The use of energy storage all around the world will skyrocket in the coming years.

To give you an indication of this growth, consider that in 2018, just three years ago, there was 9GW/17GWh deployed around the world. By 2040, it is anticipated that this will have soared to 1,095GW/2,850GWh.

As you can see, we need to brace ourselves for astronomical growth in this market.

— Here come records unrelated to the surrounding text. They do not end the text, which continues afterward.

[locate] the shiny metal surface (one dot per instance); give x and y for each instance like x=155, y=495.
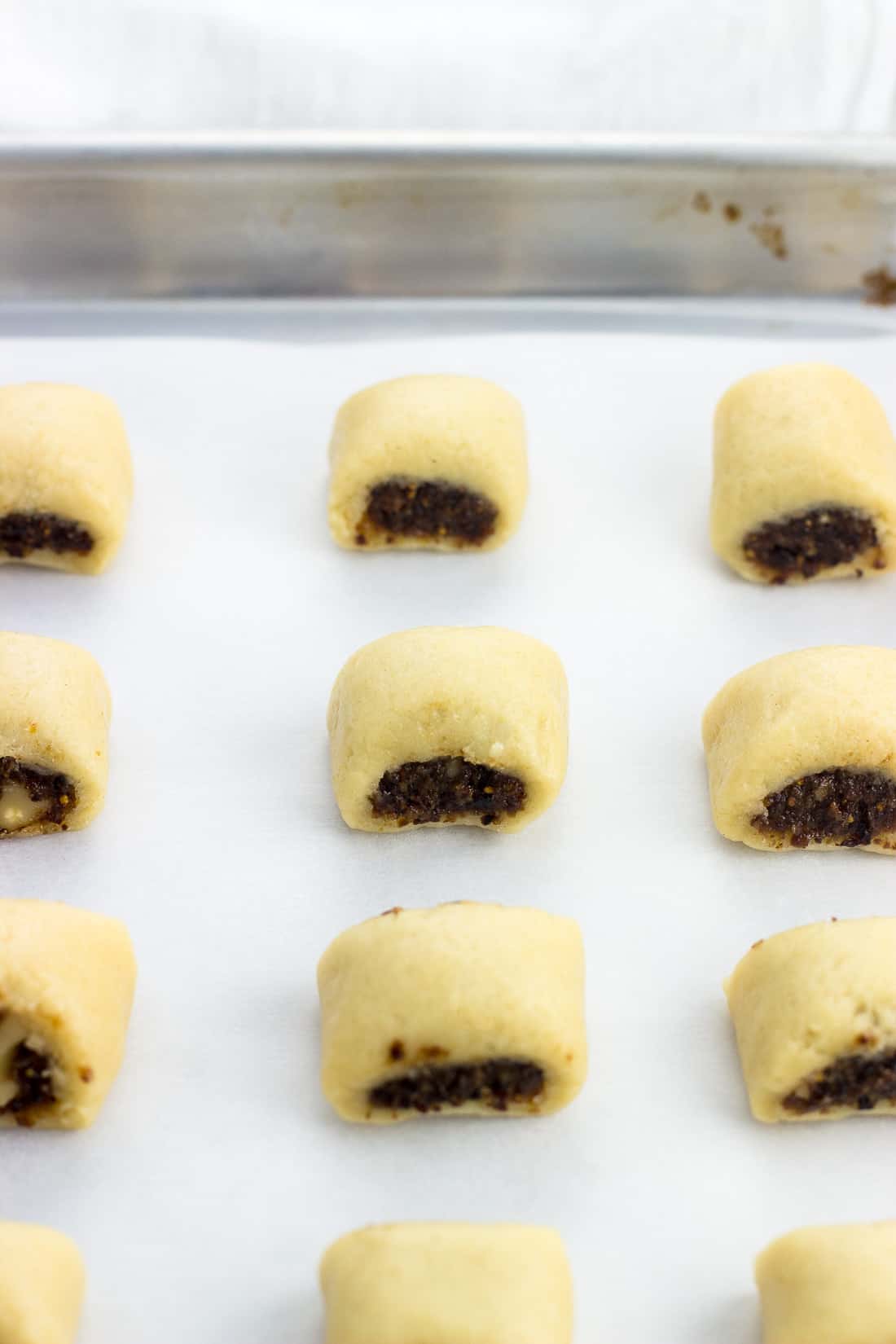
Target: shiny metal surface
x=325, y=217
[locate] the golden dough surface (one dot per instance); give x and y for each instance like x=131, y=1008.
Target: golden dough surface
x=42, y=1285
x=807, y=998
x=66, y=976
x=796, y=438
x=441, y=428
x=64, y=450
x=459, y=984
x=448, y=1284
x=490, y=695
x=793, y=717
x=831, y=1285
x=54, y=717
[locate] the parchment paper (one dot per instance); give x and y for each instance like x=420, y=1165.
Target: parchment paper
x=217, y=1175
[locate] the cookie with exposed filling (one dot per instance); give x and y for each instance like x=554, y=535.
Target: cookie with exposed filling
x=801, y=752
x=64, y=477
x=54, y=736
x=804, y=477
x=461, y=1009
x=831, y=1285
x=448, y=1284
x=42, y=1285
x=815, y=1013
x=449, y=726
x=433, y=461
x=66, y=986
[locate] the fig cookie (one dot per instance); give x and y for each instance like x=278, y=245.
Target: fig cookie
x=411, y=1026
x=448, y=1284
x=42, y=1285
x=801, y=752
x=815, y=1013
x=831, y=1285
x=804, y=477
x=54, y=736
x=66, y=986
x=433, y=461
x=449, y=726
x=64, y=477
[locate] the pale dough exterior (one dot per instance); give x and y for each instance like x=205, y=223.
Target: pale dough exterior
x=459, y=984
x=490, y=695
x=428, y=428
x=54, y=715
x=448, y=1284
x=794, y=438
x=42, y=1285
x=806, y=998
x=831, y=1285
x=64, y=450
x=794, y=715
x=66, y=988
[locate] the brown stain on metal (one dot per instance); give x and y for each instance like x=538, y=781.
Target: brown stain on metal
x=881, y=287
x=771, y=237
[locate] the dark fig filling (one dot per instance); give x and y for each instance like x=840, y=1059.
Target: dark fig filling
x=35, y=796
x=496, y=1083
x=804, y=545
x=20, y=534
x=836, y=806
x=31, y=1071
x=860, y=1081
x=428, y=508
x=444, y=789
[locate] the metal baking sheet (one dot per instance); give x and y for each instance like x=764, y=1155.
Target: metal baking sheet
x=217, y=1175
x=424, y=215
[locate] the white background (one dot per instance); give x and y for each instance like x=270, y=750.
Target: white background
x=709, y=66
x=215, y=1176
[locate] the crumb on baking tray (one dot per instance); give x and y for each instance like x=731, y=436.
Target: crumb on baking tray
x=881, y=287
x=771, y=237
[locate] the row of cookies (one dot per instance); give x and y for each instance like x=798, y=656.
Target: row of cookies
x=469, y=726
x=804, y=473
x=815, y=1013
x=503, y=1282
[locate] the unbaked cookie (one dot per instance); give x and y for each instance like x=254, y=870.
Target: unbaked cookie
x=805, y=477
x=42, y=1285
x=66, y=986
x=54, y=736
x=801, y=752
x=448, y=1284
x=449, y=725
x=433, y=461
x=64, y=477
x=461, y=1009
x=815, y=1012
x=831, y=1285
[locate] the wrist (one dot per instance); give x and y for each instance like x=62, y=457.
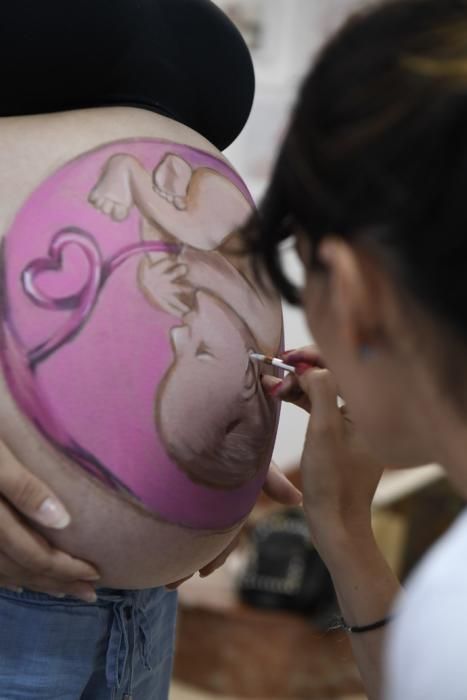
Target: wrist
x=341, y=541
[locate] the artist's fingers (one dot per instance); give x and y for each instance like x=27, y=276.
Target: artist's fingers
x=177, y=272
x=287, y=390
x=278, y=487
x=306, y=356
x=28, y=494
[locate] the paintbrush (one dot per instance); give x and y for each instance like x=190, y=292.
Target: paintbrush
x=273, y=361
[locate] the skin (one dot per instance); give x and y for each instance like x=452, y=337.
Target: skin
x=33, y=147
x=212, y=347
x=404, y=414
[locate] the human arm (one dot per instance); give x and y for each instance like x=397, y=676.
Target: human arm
x=26, y=559
x=339, y=481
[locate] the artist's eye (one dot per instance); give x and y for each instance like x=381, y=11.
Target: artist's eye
x=203, y=352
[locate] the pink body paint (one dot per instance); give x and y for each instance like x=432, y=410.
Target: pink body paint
x=83, y=350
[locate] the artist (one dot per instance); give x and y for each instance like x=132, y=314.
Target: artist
x=371, y=183
x=86, y=339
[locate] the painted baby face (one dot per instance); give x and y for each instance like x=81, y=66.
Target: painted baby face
x=114, y=373
x=211, y=350
x=202, y=427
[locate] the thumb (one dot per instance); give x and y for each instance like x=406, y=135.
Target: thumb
x=28, y=494
x=320, y=387
x=278, y=487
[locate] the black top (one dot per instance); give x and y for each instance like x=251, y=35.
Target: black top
x=181, y=58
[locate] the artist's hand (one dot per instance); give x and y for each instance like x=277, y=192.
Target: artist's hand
x=26, y=559
x=339, y=474
x=112, y=193
x=278, y=487
x=163, y=284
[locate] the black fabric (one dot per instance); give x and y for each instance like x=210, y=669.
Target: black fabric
x=181, y=58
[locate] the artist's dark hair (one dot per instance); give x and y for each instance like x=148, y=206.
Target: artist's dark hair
x=377, y=152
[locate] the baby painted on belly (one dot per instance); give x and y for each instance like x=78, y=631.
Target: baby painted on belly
x=127, y=332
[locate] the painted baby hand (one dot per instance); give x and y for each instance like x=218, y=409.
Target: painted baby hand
x=112, y=194
x=162, y=284
x=171, y=180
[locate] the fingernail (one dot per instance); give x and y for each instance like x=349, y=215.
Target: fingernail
x=52, y=514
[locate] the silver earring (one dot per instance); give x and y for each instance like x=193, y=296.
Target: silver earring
x=366, y=352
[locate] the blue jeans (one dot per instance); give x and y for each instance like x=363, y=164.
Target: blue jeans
x=62, y=649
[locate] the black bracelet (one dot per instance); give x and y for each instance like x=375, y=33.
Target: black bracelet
x=355, y=629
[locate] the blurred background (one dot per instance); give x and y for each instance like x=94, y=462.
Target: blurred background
x=259, y=628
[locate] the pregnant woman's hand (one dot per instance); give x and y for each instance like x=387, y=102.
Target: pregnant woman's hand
x=26, y=558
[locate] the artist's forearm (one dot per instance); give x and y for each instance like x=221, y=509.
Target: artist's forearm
x=366, y=589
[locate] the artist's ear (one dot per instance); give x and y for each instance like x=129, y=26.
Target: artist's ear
x=250, y=381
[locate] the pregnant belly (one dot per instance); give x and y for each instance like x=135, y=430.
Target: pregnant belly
x=131, y=547
x=157, y=446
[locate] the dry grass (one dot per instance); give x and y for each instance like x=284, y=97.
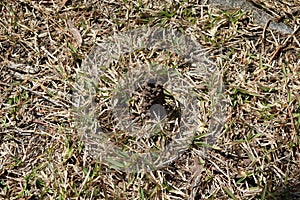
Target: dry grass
x=42, y=46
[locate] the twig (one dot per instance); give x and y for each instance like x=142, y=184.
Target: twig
x=45, y=97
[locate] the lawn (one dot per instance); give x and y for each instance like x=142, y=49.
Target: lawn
x=242, y=100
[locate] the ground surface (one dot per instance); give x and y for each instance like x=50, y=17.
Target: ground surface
x=42, y=46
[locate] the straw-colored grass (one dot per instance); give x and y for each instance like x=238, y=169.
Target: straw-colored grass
x=42, y=47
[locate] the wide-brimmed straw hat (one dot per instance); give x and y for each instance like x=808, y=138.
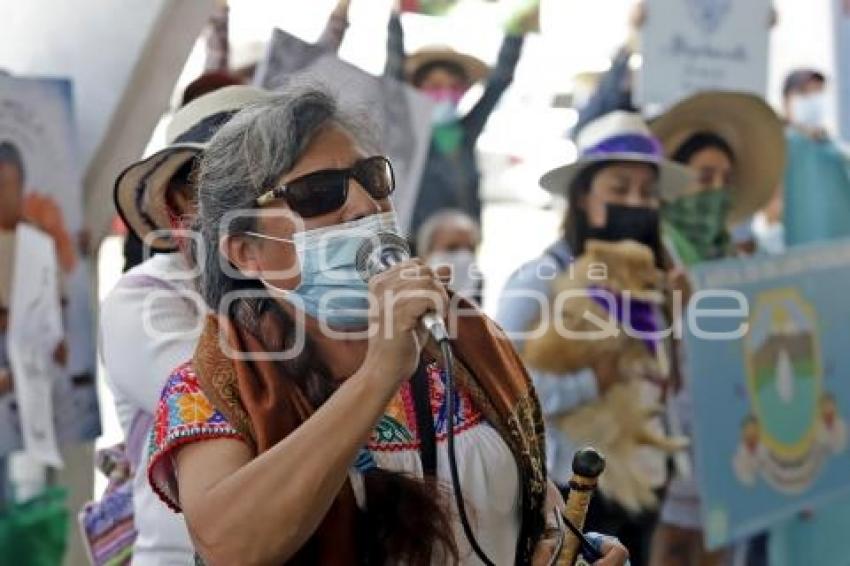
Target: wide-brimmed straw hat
x=140, y=189
x=750, y=127
x=619, y=136
x=474, y=68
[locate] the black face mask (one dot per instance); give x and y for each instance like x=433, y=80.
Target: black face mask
x=637, y=223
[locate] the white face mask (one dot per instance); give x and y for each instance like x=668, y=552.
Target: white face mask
x=466, y=277
x=809, y=110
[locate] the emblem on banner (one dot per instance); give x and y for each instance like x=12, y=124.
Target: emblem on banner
x=709, y=14
x=794, y=426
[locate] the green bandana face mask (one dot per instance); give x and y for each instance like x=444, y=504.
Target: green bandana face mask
x=700, y=220
x=448, y=137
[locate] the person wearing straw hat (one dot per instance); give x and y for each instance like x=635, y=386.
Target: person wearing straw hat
x=142, y=340
x=613, y=193
x=451, y=178
x=734, y=144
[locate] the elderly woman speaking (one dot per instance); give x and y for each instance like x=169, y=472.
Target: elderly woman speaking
x=310, y=427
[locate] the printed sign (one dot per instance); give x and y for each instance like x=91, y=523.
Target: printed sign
x=771, y=418
x=694, y=45
x=39, y=158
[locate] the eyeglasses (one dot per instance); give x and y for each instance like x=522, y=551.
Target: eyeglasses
x=327, y=190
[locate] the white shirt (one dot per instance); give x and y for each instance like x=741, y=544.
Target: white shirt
x=149, y=324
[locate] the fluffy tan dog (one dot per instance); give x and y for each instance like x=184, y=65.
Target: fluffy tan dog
x=581, y=333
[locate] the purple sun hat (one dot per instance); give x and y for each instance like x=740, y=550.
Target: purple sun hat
x=620, y=136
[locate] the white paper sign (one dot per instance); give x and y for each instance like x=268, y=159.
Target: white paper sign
x=694, y=45
x=842, y=65
x=401, y=115
x=35, y=330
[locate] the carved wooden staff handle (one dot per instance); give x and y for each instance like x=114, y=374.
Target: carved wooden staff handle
x=588, y=465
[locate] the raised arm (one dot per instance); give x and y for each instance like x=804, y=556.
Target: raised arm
x=502, y=74
x=614, y=91
x=335, y=28
x=396, y=55
x=498, y=82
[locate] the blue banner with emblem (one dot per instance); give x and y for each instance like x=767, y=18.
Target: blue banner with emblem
x=767, y=357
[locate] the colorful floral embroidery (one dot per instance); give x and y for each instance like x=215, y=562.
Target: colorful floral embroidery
x=397, y=429
x=184, y=414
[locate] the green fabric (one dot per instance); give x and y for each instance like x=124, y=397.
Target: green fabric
x=699, y=220
x=35, y=533
x=448, y=137
x=686, y=253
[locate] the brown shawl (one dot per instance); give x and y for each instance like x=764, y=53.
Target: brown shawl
x=265, y=406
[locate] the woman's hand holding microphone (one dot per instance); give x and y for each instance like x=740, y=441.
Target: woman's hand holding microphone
x=399, y=297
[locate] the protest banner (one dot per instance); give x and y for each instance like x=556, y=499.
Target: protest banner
x=36, y=125
x=401, y=115
x=694, y=45
x=770, y=427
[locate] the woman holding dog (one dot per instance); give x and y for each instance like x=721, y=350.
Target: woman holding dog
x=614, y=192
x=734, y=145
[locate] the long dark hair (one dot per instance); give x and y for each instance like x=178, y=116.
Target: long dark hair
x=575, y=221
x=407, y=519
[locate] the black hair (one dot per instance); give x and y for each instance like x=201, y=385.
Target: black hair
x=700, y=141
x=420, y=74
x=575, y=227
x=575, y=221
x=10, y=154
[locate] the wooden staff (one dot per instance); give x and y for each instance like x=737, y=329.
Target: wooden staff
x=588, y=464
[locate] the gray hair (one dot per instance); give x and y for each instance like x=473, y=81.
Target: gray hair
x=246, y=157
x=446, y=217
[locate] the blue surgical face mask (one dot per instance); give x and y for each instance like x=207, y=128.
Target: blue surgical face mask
x=331, y=290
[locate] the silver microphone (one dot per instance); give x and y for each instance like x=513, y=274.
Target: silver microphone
x=377, y=254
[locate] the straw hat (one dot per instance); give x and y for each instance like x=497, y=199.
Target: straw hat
x=140, y=188
x=750, y=127
x=475, y=69
x=619, y=136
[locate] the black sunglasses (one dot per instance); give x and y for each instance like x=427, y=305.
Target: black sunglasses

But which markets have led the charge up to now? Energy Storage Report gives you its run-down of the five biggest energy storage markets in the world by installed capacity. We also assess the outlook for growth in each market.

 

  1. China

Approximate installed energy storage capacity: 33.1GW

Outlook: It is projected that, by 2040, cumulative installed energy capacity in China will have reached around 200GW.  While the vast majority of current capacity consists of pumped hydro (91.6%), this ratio will fall – electrochemical battery storage is growing in popularity and now represents 6.8% of the total. China wants to drive the proliferation of vanadium flow battery projects, partly because the country has plentiful vanadium resources – vanadium is the metal used in batteries electrolyte, and it constitutes a major part of production costs, up to around 40 per cent. Dr. Mianyan Huang, CEO of energy storage business VRB Energy, said last month that China and, specifically, Hubei Province had a “unique opportunity for scale-up of the vanadium flow battery industry, and we applaud the government’s plans to support development of a US$14 billion world-leading vanadium energy storage industry cluster.”

 

  1. Japan

Approximate installed energy storage capacity: 28.5GW

Outlook: The significant potential of energy storage in Japan was recently highlighted with news that Japanese telecoms giant NTT, which uses 1% of the electricity consumed in Japan, is considering installing batteries at its 7,300 telecom service buildings across the country so it can store electricity produced from local wind and solar sources. By 2030, NTT plans to become capable of providing renewable energy-based electricity on a scale similar to that offered by major electric power companies, supplying businesses and local governments. The potential for growth of energy storage in the country is huge – the use of batteries for ancillary services and flexibility is extremely rare at present in Japan.

 

  1. US

Approximate installed energy storage capacity: 23.2GW

Outlook: The US will be one of the fastest growing energy storage markets in the coming years. It is expected to soon overtake Japan and become the second largest energy storage market in the world behind China. By 2040, it is estimated that the US will have nearly 200GW of installed energy capacity, around nine times its current size. The US Energy Storage Association’s CEO Jason Burwen said last week that President Biden’s American Jobs Plan “has the policies needed to achieve our goal of 100 GW of new energy storage by 2030”.

 

  1. Spain

Approximate installed energy storage capacity: 8.3GW

Outlook: Europe’s biggest energy storage market has ambitious expansion plans. Earlier this year, the Spanish government approved an energy storage strategy that, it claims, will put it at the forefront of the continent’s storage revolution. The strategy envisages upping storage capacity to 20GW by 2030 and to 30GW by 2050.

 

  1. Germany

Approximate installed energy storage capacity: 7.6GW

Outlook: The German energy storage market is expected to undergo dramatic expansion in the next 20 years, with some projections putting the total cumulative capacity at around 70GW by 2040. Coal-fired power stations in Germany are scheduled to be closed down by 2038, at the latest, and this means demand for energy storage is set to soar with 42 per cent of Germany’s current electricity generation coming from renewable sources. The battery storage systems market has undergone significant expansion in recent years – sales of stationary battery storage systems surpassed pumped hydro storage for the first time in 2018.